E’, inoltre, curatrice del concorso di videoarte Maurizio Cosua, all’interno del
festival Francesco Pasinetti.
Collabora con l’università Ca’ Foscari per lo Short Film Festival nella
promozione della videoarte italiana. Ha curato gli incontri Video Remakes
2013 presso la galleria A+A di Venezia.
Finalista al Premio Terna 05 è presente, inoltre, per tre edizioni di Videoart
Yearbook. Ha esposto in Italia e all’estero, tra i principali: Triennale di Milano,
MACRO (La Pelanda), Roma; BODIES OF SILENCE #3 London; body in
abstraction St John’s College, Oxford; HETERO Q.B. Museo Nazionale Arte
Contemporanea Do Chiado, Lisbona. Vive e lavora a Venezia.
Giada Pellicari
Giada Pellicari nasce a Padova nel 1987. E’ una curatrice d’arte
contemporanea che ha indirizzato la sua pratica curatoriale e critica verso gli
ambiti del Writing e della Street Art, dell’arte pubblica e dei New Media,
attraverso mostre, conferenze e workshop sia indipendenti che in
collaborazione con istituzioni e gallerie.

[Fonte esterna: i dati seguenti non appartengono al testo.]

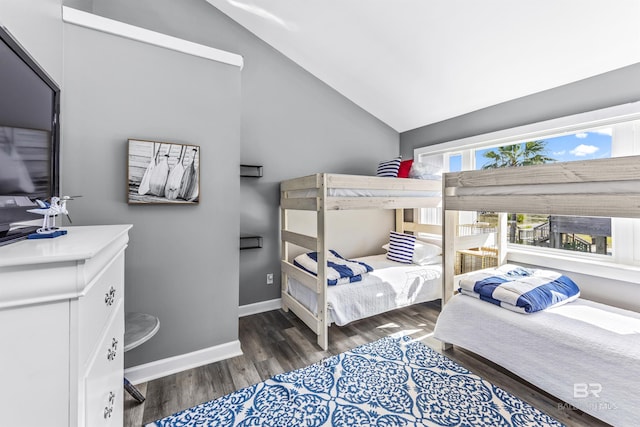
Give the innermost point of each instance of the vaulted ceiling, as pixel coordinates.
(411, 63)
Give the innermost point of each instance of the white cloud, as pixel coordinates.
(584, 150)
(606, 131)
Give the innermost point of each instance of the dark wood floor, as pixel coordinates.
(276, 342)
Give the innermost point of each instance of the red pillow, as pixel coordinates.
(405, 167)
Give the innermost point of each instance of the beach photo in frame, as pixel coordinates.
(163, 172)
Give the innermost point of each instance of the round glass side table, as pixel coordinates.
(138, 329)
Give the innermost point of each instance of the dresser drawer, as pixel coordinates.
(98, 306)
(104, 378)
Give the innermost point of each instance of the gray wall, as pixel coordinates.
(182, 260)
(616, 87)
(37, 25)
(292, 124)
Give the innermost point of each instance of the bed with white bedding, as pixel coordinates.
(583, 352)
(390, 285)
(325, 192)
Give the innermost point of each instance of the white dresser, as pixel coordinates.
(62, 329)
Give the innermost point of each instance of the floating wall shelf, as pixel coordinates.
(250, 242)
(251, 171)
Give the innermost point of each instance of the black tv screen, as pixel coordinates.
(29, 134)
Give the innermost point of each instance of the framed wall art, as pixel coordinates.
(163, 172)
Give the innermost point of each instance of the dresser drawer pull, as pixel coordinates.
(110, 296)
(112, 351)
(109, 408)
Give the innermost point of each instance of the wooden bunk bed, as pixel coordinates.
(583, 344)
(324, 192)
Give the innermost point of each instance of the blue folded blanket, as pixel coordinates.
(339, 269)
(519, 289)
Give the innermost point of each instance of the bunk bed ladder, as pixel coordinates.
(323, 326)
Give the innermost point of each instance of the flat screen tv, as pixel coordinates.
(29, 137)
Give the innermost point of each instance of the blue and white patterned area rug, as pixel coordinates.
(390, 382)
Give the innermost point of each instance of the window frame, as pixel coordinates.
(624, 264)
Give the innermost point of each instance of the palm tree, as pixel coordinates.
(525, 154)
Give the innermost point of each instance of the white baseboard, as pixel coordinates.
(171, 365)
(259, 307)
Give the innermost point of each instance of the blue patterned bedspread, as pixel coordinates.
(339, 269)
(519, 289)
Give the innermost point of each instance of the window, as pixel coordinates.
(604, 133)
(578, 234)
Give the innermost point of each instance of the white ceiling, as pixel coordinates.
(415, 62)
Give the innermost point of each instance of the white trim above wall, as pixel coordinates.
(259, 307)
(171, 365)
(110, 26)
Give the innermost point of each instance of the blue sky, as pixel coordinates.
(578, 146)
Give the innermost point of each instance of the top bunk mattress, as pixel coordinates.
(578, 344)
(390, 285)
(363, 192)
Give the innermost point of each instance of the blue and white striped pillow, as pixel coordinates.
(401, 247)
(389, 168)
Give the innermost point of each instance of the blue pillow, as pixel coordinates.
(401, 247)
(389, 168)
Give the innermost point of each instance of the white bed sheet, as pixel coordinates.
(390, 285)
(580, 346)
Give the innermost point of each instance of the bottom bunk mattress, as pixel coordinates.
(583, 352)
(390, 285)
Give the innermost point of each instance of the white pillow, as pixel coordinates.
(425, 171)
(423, 251)
(430, 261)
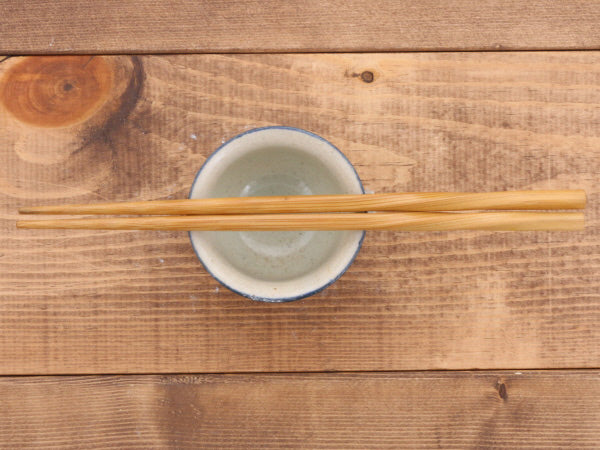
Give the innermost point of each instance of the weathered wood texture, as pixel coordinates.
(408, 410)
(155, 26)
(77, 129)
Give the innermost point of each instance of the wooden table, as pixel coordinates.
(449, 340)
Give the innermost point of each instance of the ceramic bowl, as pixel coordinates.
(284, 265)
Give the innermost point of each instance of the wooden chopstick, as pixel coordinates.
(408, 221)
(419, 201)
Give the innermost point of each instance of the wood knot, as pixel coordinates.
(55, 91)
(367, 76)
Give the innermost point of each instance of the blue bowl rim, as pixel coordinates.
(277, 299)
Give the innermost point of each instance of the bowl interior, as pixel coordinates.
(267, 265)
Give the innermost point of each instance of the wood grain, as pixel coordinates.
(152, 26)
(120, 302)
(393, 410)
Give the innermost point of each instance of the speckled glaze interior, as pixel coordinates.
(266, 265)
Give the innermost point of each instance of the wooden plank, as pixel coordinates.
(388, 410)
(75, 129)
(150, 26)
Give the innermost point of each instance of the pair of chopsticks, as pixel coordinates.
(428, 211)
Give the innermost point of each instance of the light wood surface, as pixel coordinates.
(191, 26)
(460, 410)
(397, 201)
(82, 129)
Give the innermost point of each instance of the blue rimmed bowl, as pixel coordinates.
(276, 266)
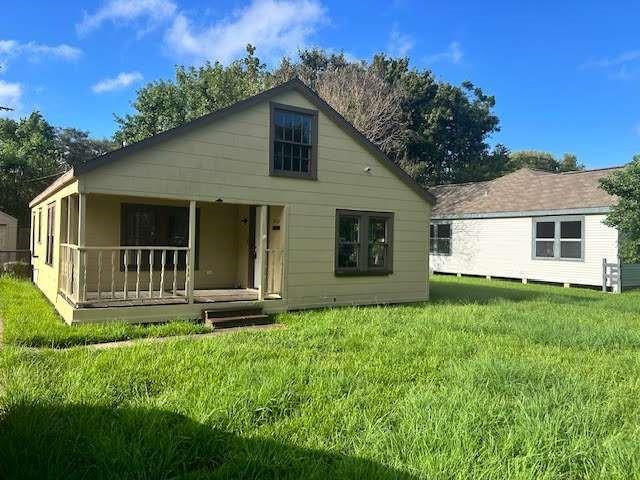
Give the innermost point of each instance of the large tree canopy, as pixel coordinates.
(437, 131)
(33, 153)
(625, 216)
(543, 161)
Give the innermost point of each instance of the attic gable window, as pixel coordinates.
(293, 142)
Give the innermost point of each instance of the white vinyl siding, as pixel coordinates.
(502, 247)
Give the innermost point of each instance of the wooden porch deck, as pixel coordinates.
(200, 296)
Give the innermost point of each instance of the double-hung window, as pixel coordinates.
(51, 222)
(157, 226)
(440, 238)
(558, 238)
(294, 142)
(363, 243)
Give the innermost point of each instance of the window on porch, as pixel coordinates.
(157, 225)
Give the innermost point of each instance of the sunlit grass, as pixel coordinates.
(29, 320)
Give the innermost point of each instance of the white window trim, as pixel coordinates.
(434, 240)
(557, 240)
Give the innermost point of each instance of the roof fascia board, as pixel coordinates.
(529, 213)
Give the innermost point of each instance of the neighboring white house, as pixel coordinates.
(528, 225)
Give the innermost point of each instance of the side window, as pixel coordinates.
(40, 225)
(440, 238)
(363, 243)
(294, 142)
(558, 238)
(51, 223)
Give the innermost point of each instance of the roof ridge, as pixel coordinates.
(573, 172)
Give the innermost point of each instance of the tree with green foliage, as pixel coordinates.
(543, 161)
(75, 146)
(33, 153)
(436, 131)
(164, 104)
(625, 216)
(28, 162)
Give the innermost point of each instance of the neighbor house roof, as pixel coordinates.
(525, 190)
(267, 95)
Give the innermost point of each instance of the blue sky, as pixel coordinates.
(566, 75)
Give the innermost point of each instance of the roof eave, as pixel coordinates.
(294, 84)
(60, 182)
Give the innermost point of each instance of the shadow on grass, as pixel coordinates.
(80, 441)
(452, 291)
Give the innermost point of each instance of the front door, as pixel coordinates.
(253, 252)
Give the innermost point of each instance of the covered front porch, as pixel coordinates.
(118, 252)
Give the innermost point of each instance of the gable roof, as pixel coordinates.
(294, 84)
(525, 190)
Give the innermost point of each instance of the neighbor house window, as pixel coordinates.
(440, 238)
(558, 239)
(51, 222)
(294, 141)
(157, 226)
(363, 243)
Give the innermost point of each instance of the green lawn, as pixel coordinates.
(30, 321)
(488, 380)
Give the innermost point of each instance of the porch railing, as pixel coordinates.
(104, 274)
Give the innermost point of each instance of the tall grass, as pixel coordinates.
(29, 320)
(488, 380)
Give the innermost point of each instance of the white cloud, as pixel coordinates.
(453, 54)
(617, 61)
(621, 67)
(10, 96)
(150, 12)
(399, 43)
(123, 80)
(33, 51)
(275, 27)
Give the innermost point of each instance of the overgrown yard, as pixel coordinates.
(29, 320)
(489, 380)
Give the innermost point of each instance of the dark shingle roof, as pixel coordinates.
(525, 190)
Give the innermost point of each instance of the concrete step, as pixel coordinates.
(230, 319)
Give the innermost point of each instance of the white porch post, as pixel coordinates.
(82, 268)
(192, 250)
(69, 219)
(262, 250)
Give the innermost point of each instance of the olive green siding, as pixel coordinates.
(227, 162)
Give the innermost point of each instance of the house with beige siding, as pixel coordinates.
(529, 225)
(275, 203)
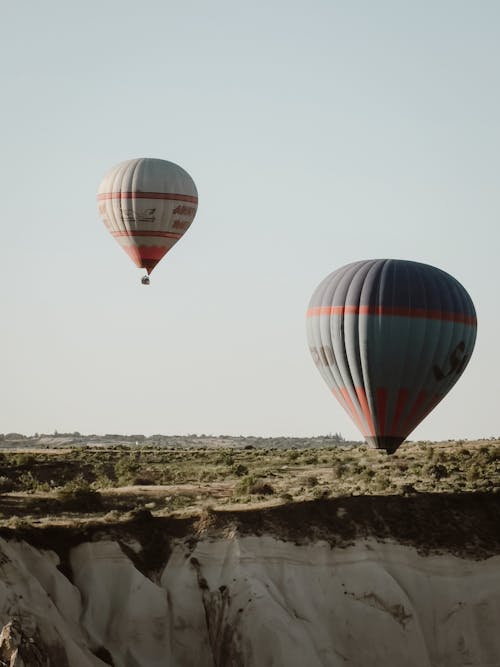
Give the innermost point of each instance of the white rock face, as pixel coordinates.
(253, 601)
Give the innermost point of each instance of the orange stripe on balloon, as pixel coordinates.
(400, 405)
(392, 310)
(381, 409)
(351, 409)
(412, 419)
(361, 394)
(103, 196)
(140, 232)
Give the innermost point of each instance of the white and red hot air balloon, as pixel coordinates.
(147, 205)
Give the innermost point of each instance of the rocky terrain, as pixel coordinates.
(362, 581)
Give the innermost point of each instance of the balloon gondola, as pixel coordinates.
(147, 205)
(390, 338)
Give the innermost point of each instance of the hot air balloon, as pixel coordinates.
(147, 205)
(390, 338)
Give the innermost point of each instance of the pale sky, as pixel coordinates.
(318, 133)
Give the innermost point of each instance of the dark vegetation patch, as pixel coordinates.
(465, 525)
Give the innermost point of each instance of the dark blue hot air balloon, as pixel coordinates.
(390, 338)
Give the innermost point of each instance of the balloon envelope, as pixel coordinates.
(390, 338)
(147, 205)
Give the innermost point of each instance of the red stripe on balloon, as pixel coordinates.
(102, 196)
(413, 417)
(400, 405)
(140, 232)
(351, 409)
(381, 409)
(392, 310)
(361, 394)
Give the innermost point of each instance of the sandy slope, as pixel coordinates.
(248, 600)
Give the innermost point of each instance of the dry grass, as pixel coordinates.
(43, 485)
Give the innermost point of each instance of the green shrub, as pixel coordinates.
(79, 496)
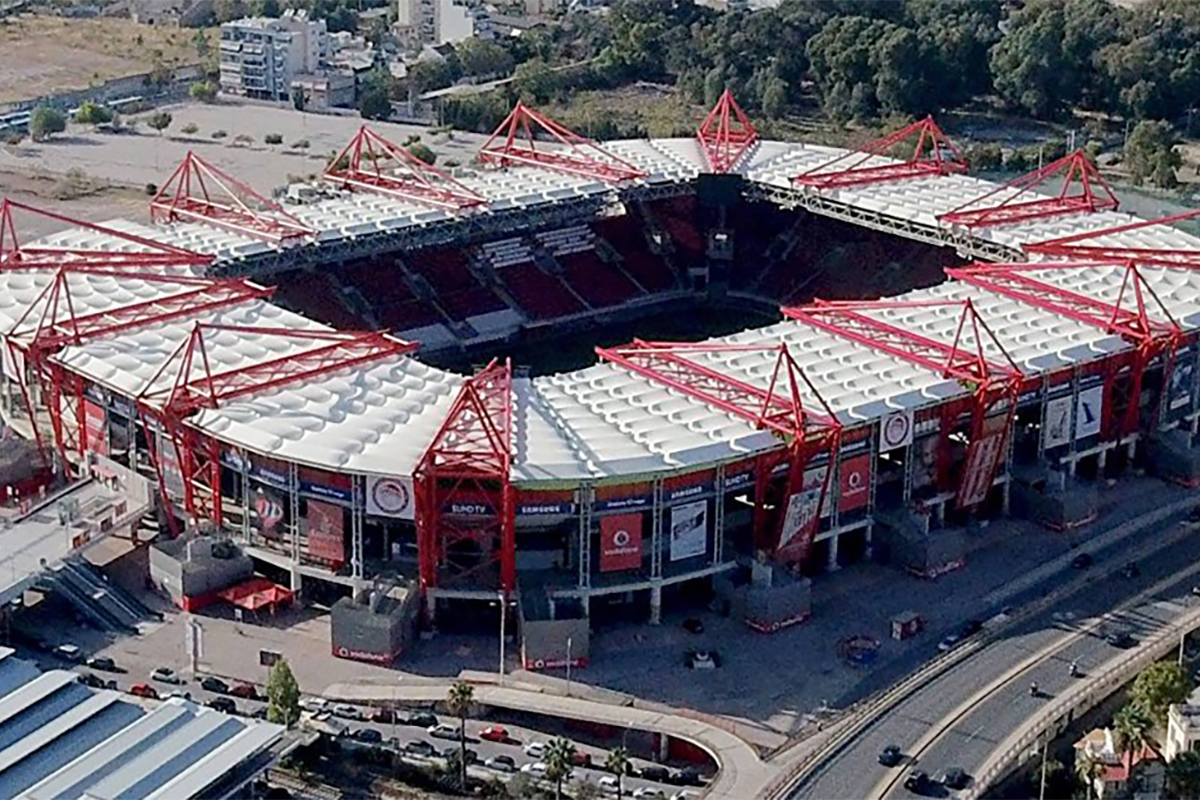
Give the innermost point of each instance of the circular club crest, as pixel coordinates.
(391, 495)
(895, 431)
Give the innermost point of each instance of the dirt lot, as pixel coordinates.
(40, 54)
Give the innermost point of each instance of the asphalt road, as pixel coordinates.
(856, 773)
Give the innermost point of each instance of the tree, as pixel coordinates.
(91, 114)
(423, 152)
(204, 91)
(459, 701)
(1150, 154)
(282, 695)
(618, 763)
(46, 121)
(160, 121)
(1183, 776)
(1157, 687)
(559, 763)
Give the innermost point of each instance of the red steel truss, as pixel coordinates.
(1083, 191)
(1071, 247)
(929, 157)
(372, 163)
(148, 253)
(201, 192)
(779, 408)
(186, 383)
(515, 142)
(995, 385)
(465, 500)
(726, 133)
(1128, 317)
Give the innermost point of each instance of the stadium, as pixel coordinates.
(1032, 340)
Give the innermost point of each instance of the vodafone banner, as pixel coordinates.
(853, 485)
(621, 542)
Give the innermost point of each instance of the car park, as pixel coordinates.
(502, 764)
(495, 733)
(166, 675)
(443, 731)
(144, 690)
(213, 684)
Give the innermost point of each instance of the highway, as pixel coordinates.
(960, 716)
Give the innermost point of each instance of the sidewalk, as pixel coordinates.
(741, 775)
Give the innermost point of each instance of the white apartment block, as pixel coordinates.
(259, 55)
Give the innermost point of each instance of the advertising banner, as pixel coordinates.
(689, 530)
(1056, 426)
(95, 426)
(1182, 380)
(327, 533)
(895, 431)
(984, 457)
(391, 497)
(621, 542)
(855, 483)
(1089, 411)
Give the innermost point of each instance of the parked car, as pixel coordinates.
(223, 704)
(495, 733)
(367, 735)
(891, 756)
(420, 747)
(69, 653)
(144, 690)
(443, 731)
(501, 764)
(955, 779)
(216, 685)
(103, 663)
(166, 675)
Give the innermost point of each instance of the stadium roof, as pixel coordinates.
(606, 420)
(60, 740)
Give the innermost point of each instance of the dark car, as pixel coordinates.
(955, 779)
(891, 756)
(1121, 639)
(215, 685)
(222, 704)
(367, 735)
(658, 774)
(420, 747)
(421, 720)
(917, 781)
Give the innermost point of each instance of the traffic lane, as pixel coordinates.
(977, 735)
(856, 770)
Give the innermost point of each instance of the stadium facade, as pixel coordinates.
(1062, 343)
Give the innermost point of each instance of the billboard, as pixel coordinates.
(984, 457)
(1089, 411)
(391, 497)
(689, 530)
(1056, 426)
(621, 542)
(327, 533)
(895, 431)
(855, 483)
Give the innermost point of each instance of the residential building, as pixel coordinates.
(259, 55)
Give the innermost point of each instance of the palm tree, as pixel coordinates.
(559, 763)
(618, 763)
(459, 699)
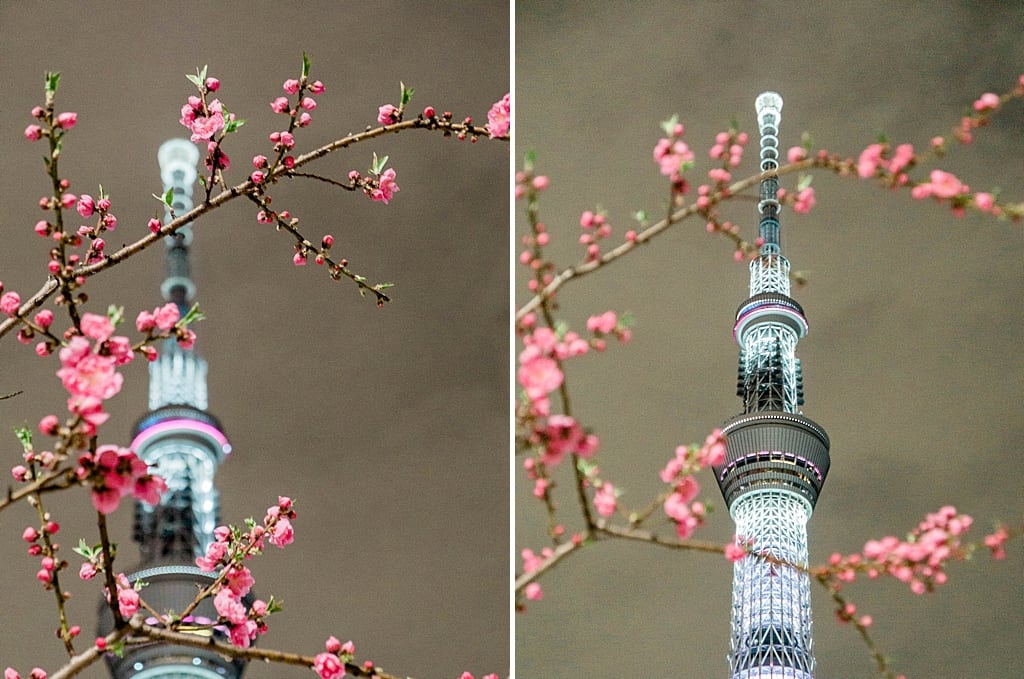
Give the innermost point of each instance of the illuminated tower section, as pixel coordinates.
(184, 444)
(776, 459)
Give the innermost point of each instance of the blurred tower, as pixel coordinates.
(184, 444)
(776, 459)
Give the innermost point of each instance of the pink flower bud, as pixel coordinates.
(9, 303)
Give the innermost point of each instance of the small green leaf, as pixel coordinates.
(25, 435)
(232, 125)
(193, 315)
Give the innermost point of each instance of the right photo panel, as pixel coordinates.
(766, 362)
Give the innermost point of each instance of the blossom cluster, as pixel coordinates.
(114, 472)
(681, 505)
(227, 553)
(919, 561)
(331, 664)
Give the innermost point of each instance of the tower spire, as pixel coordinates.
(184, 444)
(776, 459)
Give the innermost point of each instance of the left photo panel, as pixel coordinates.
(254, 339)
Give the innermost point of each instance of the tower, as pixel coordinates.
(183, 443)
(776, 459)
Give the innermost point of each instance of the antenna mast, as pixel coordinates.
(776, 459)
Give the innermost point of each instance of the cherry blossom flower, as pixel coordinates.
(500, 117)
(387, 115)
(604, 500)
(329, 666)
(386, 186)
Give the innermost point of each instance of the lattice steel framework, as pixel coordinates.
(184, 444)
(771, 609)
(776, 459)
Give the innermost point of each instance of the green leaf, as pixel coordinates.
(25, 435)
(232, 125)
(193, 315)
(52, 80)
(378, 164)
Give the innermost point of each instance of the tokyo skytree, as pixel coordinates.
(776, 459)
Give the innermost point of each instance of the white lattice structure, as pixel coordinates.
(776, 459)
(184, 444)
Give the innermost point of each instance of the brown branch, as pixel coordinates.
(52, 285)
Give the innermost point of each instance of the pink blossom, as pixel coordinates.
(605, 323)
(240, 580)
(387, 115)
(386, 186)
(280, 104)
(796, 154)
(941, 185)
(540, 376)
(229, 606)
(987, 101)
(127, 601)
(869, 160)
(329, 666)
(165, 316)
(96, 327)
(604, 500)
(9, 303)
(283, 534)
(805, 201)
(500, 117)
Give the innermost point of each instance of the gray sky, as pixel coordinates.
(912, 363)
(388, 427)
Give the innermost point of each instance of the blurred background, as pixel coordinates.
(912, 363)
(388, 426)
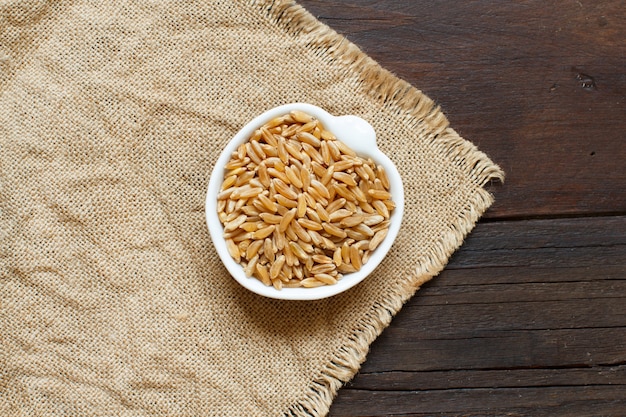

Si è laureata prima all’Università di
Padova in DAMS Arte (110 e lode) e successivamente ha conseguito la laurea
magistrale in Arti Visive all’Università IUAV di Venezia (110 e lode). E’ stata
curatore in residenza per un anno presso la Fondazione Bevilacqua La Masa
di Venezia con il collettivo Cake Away, dove ha curato e co-curato progetti
espositivi, cicli di conferenze, workshop e performance artistiche.
E’ stata, inoltre, teaching assistant di un corso della School of the Museum of
Fine Arts di Boston in partnership con l’Università IUAV di Venezia. E’ stata
uno dei relatori al convegno internazionale “Lisbon Street Art and Urban
Creativity International Conference” organizzato dall’Università di Lisbona a
luglio 2014. Dall’ agosto 2012 è Editor in Chief del noto sito di Writing e Street
Art: www.streetartattack.com. Ha all’attivo testi e pubblicazioni.